With the enactment of Title VII, Congress indicated that
the employer is best situated to guard against the occurrence
of discrimination. To ensure that Title VII is effective in
protecting women against sexual harassment in employment,
employers should be required to take meaningful action to
monitor and prevent sexual harassment in the workplace. If
employers are held liable for sexual harassment where a supervisor
invokes the employers authority, implicitly or explicitly,
to sexually harass subordinate employees, employers will have
a real incentive to implement the necessary policies.
Equal Rights Advocates Position
Equal Rights Advocates and other womens organizations
advocate a standard of employer liability that is supported
by agency principles and best comports with the realities
of the workplace. The Supreme Court has recognized that sexual
harassment is a form of sexual discrimination that greatly
inhibits a womans ability to achieve equality in the
workplace. Agency principles and the policies underlying Title
VII require the adoption of a legal standard that holds employers
liable for hostile work environment sexual harassment where
(1) a supervisor explicitly or implicitly invokes the employers
authority to sexually harass subordinate employees; or (2)
even if the harasser did not act as the employers agent,
the employer knew or should have known of the harassment and
failed to take appropriate action. We argue that constructive
knowledge should be attributed to the employer if it failed
to develop and dissem-inate a policy against sexual harassment
or failed to provide all employees with an effective method
of making complaints of sexual harassment.
The Supreme Courts Decision
In June 1998, the Supreme Court held that an employer is
liable to a sexual harassment plaintiff for an actionable
hostile environment created by a supervisor with immediate
(or successively higher) authority over the employee. When
no tangible employment action results from the harassment,
a defending employer may raise an affirmative defense to liability
or damages, subject to proof by a preponderance of the evidence.
The affirmative defense consists of two elements: (a) the
employer must have exercised reasonable care to prevent and
correct promptly any sexually harassing behavior, and (b)

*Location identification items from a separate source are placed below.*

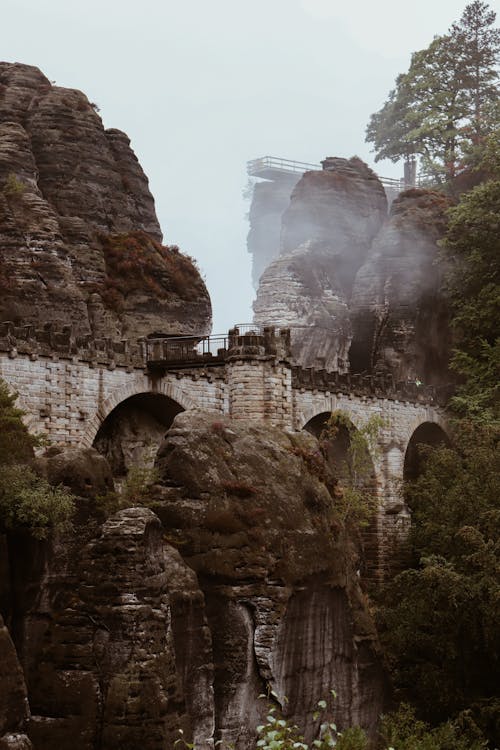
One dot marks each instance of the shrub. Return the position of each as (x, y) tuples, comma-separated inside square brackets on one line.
[(26, 500), (29, 501), (137, 263), (402, 730)]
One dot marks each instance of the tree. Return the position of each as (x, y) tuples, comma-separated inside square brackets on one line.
[(439, 617), (442, 108), (472, 252)]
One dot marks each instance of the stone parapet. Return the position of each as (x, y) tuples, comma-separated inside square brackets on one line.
[(374, 386), (61, 343)]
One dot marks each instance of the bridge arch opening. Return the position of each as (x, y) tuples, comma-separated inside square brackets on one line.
[(354, 468), (133, 431), (427, 433)]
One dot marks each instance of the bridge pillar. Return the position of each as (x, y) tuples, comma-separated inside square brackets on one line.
[(259, 376)]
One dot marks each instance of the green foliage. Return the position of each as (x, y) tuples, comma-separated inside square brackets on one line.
[(26, 500), (403, 731), (134, 490), (355, 501), (439, 619), (472, 251), (446, 104), (16, 443), (29, 501), (138, 264), (279, 734)]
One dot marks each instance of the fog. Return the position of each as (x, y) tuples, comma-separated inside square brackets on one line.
[(201, 87)]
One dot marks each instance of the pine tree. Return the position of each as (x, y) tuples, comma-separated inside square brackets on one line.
[(447, 102)]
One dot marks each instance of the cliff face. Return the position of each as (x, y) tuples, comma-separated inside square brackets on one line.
[(399, 317), (270, 199), (78, 229), (132, 628), (362, 291), (326, 233)]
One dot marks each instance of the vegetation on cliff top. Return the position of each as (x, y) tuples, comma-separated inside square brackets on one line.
[(439, 617), (138, 264), (27, 501), (447, 102)]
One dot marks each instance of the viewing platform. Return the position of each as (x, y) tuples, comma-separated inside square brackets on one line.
[(276, 168)]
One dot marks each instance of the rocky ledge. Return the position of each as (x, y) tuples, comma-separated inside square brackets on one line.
[(78, 229), (237, 577)]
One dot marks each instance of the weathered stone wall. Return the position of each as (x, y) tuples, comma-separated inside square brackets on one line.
[(70, 398)]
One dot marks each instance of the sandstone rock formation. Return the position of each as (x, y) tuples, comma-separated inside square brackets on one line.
[(14, 709), (245, 506), (78, 229), (270, 199), (177, 616), (300, 290), (398, 313), (326, 233)]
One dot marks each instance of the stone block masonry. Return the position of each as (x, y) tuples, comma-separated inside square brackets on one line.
[(68, 390)]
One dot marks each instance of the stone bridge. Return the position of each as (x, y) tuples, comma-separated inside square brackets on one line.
[(122, 396)]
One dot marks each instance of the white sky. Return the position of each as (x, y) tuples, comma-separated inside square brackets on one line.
[(202, 86)]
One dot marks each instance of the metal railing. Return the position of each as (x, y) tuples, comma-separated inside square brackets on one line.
[(258, 168), (183, 349)]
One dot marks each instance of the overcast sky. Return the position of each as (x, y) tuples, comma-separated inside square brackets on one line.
[(201, 86)]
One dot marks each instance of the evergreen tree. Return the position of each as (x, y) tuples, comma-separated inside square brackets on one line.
[(445, 104)]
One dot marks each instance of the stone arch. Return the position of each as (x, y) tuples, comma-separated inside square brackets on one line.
[(120, 394), (133, 431), (337, 454), (430, 433), (327, 405)]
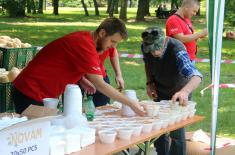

the plaintiff employee must have unreasonably failed to take
advantage of any preventive or corrective opportunities provided
by the employer or to avoid harm otherwise. The Court described
a “tangible employment action” as including discharge,
demotion or undesirable reassignment. Here, the Court held
as a matter of law that the City of Boca Raton had not met
the elements of the affirmative defense.
As a result of this decision, women who experience sexual
harassment at work must find out whether their employer has
a sexual harassment policy or other grievance procedure in
place. If the employee does not avail herself of the procedures
and their protections, she must be prepared to show evidence
that her decision was reasonable. Otherwise, she will be precluded
from recovering on a claim of sexual harassment.